Diamond Park
- Diamond Park in 2026
- Interactive map of Diamond Park
- Location: Edmonton, Alberta
- Coordinates: 53°32′12″N 113°29′32″W﻿ / ﻿53.536584°N 113.492095°W
- Owner: Frank Gray
- Capacity: 1500

Construction
- Groundbreaking: 1906
- Built: 1907
- Opened: May 29, 1907
- Cost: $6,000

Tenants
- Edmonton Eskimos 1909–1911, 1914, 1919–1921, 1922 Edmonton Gray Birds 1912–1913

= Diamond Park =

Baseball stadium

Diamond Park was a 1,500-seat baseball stadium located in Edmonton, Alberta. A covered grandstand provided 500 and bleachers down the first-base line had 1,000 more seats.
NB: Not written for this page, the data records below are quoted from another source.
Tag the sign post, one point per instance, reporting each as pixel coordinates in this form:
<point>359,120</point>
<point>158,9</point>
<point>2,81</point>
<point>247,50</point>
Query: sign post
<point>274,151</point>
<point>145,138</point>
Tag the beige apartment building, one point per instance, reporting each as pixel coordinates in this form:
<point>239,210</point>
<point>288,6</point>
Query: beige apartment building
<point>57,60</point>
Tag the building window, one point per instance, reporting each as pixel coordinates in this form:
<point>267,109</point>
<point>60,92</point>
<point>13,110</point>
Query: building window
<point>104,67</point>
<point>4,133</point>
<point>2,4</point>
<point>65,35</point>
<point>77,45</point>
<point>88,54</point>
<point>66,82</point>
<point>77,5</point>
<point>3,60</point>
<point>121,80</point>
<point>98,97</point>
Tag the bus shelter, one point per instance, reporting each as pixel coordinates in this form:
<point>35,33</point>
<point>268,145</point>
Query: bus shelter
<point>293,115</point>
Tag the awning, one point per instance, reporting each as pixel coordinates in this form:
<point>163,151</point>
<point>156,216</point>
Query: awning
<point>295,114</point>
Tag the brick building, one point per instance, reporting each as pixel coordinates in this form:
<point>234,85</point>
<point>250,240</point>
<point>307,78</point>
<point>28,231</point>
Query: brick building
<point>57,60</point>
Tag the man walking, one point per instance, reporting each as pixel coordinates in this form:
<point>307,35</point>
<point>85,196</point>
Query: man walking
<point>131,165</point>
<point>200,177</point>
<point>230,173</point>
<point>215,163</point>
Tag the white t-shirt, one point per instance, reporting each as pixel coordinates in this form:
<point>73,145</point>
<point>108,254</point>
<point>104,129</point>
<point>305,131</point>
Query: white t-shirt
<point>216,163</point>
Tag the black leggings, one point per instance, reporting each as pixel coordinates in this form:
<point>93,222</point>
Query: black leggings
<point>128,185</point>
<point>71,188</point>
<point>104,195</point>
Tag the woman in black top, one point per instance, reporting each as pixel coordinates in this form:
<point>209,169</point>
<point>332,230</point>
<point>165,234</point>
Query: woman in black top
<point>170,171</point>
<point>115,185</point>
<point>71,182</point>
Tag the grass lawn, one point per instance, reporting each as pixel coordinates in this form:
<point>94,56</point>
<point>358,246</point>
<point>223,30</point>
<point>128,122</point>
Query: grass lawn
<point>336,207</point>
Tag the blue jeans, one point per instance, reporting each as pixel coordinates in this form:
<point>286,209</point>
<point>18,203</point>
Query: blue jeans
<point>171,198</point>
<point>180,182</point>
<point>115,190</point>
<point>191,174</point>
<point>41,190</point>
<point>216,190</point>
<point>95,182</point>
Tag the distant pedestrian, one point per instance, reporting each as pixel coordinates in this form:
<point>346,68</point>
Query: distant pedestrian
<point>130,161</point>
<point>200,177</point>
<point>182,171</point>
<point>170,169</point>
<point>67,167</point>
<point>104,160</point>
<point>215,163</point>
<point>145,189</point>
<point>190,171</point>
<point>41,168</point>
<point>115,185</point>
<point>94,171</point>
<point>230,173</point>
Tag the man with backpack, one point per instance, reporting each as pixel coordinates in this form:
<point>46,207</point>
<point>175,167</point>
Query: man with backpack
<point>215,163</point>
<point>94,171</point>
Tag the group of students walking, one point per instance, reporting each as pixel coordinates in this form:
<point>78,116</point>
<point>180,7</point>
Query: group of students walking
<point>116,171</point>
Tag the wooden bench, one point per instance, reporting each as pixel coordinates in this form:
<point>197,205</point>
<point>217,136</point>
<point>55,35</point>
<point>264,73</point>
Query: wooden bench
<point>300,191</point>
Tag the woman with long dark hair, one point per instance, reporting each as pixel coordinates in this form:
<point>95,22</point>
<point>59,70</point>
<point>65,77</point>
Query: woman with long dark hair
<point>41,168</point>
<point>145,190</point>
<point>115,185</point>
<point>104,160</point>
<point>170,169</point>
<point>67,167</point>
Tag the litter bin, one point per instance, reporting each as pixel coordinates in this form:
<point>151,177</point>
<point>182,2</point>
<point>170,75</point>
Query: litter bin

Constructed by a local businessman Frank Gray, who was also Edmonton's baseball club director, in 1907. Home to the Edmonton Eskimos baseball team (from 1909 to 1914, 1919-1921 and 1922), it was located on the Ross Flats below the Hotel Macdonald. The park is still known as Diamond Park and has a shaled-infield ball diamond, but the stands are gone, likely since 1935 when nearby Renfrew Park was built and replaced Diamond Park as Edmonton's main ball park.